The Grove City College Theatre Program will stage Henrik Ibsen’s “A Doll’s House” this month in the Little Theatre of the Pew Fine Arts Center on campus.
Shows are set for 7 p.m. March 10,11,12, 18, and 19. The play is free and open to the public, but tickets are required. To reserve tickets, visit tinyurl.com/ADHtickets.
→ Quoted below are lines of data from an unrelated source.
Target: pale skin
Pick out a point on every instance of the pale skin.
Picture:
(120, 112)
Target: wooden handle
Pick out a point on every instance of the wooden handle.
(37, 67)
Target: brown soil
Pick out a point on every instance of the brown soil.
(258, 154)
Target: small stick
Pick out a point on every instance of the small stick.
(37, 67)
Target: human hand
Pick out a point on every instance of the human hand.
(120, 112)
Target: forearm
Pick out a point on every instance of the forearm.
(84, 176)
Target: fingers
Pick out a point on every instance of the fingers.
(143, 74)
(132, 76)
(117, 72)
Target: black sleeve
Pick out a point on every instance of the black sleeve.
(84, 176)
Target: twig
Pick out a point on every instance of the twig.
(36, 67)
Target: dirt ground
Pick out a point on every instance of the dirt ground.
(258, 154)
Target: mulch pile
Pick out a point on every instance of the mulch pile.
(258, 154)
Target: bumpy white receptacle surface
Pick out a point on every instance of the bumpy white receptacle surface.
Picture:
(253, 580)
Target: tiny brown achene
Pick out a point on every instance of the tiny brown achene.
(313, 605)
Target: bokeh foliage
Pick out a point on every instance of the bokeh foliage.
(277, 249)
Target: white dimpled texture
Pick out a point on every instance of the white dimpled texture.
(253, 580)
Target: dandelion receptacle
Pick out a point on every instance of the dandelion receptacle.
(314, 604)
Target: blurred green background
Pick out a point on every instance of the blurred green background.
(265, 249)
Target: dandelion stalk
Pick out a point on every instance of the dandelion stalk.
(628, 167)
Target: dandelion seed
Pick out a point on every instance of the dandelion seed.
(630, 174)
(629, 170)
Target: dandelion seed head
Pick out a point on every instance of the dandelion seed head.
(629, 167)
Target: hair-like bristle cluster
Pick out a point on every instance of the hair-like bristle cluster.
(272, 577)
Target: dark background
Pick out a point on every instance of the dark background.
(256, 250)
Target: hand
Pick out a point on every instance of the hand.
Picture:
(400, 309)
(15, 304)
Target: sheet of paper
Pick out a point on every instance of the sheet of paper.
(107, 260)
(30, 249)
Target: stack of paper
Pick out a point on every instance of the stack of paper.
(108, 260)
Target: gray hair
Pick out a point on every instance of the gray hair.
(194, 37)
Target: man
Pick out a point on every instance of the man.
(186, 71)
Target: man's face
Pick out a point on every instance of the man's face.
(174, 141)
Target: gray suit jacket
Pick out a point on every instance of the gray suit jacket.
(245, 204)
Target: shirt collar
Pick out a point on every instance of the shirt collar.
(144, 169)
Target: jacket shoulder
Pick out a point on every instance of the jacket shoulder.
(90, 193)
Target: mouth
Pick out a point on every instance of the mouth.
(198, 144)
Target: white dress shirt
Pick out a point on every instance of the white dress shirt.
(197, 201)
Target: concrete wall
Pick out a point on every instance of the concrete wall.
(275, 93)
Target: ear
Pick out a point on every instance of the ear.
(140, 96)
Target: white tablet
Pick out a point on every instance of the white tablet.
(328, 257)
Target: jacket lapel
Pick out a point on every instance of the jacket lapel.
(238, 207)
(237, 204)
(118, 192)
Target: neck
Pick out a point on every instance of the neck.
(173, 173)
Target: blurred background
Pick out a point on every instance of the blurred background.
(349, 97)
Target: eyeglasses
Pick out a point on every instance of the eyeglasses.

“A Doll’s House” is considered a classic. The three-act play is even depicted in stained glass in the College’s Crawford Hall Auditorium as one of the West’s greatest artistic achievements, along with Shakespeare’s “Hamlet,” Handel’s “Messiah,” Sophocles’ “Antigone,” and Rossini’s “William Tell Overture.”
Written in 1879, the story of disillusioned Norwegian housewife Nora Helmer, which questions traditional roles of men and women in 19th-century marriage, was once considered scandalous. By the time Crawford Hall was built in 1937, it was part of the canon and remains a staple of AP English classes.
The production is the first play presented in the Little Theatre since the pandemic. It is also the first being staged in the round in more than a decade.
That setup, with seating surrounding the stage and close to the actors, will “make the audience feel as if they are a fly on the wall of the Helmer home,” according to freshman Katie Kenlein, who plays the Maid and handles public relations for the show.
Despite being written a century ago, the play continues to impact audiences, Kenlein said. “It fosters good conversation about our brokenness apart from God. The ending isn’t ‘happy.’ I hope the feelings evoked in our audience by Nora’s choice and by the complicated atmosphere in the Helmer’s home will encourage conversation.”
Junior Emily Klusendorf, who plays Nora, said Ibsen’s fiction rings true. “It is often the case that when the textbooks fails us, art is there to tell us truths about the human experience, truths we’d rather like to hide under veils of prestige and social respectability. Ibsen’s ‘A Doll’s House’ uncovers some of the most painful secrets the lie behind the prettiest of doors. He brings in the lamp and he leaves it on, just for a little while. It’s painful, but unmistakably true,” she said.
(Editor's note: This release has been corrected after retired faculty member Dr. Gary S. Smith alerted us that "A Doll's House" was staged on campus n 1986. Dr. James Dixon, retired theater director, noted that it was a student-directed production.)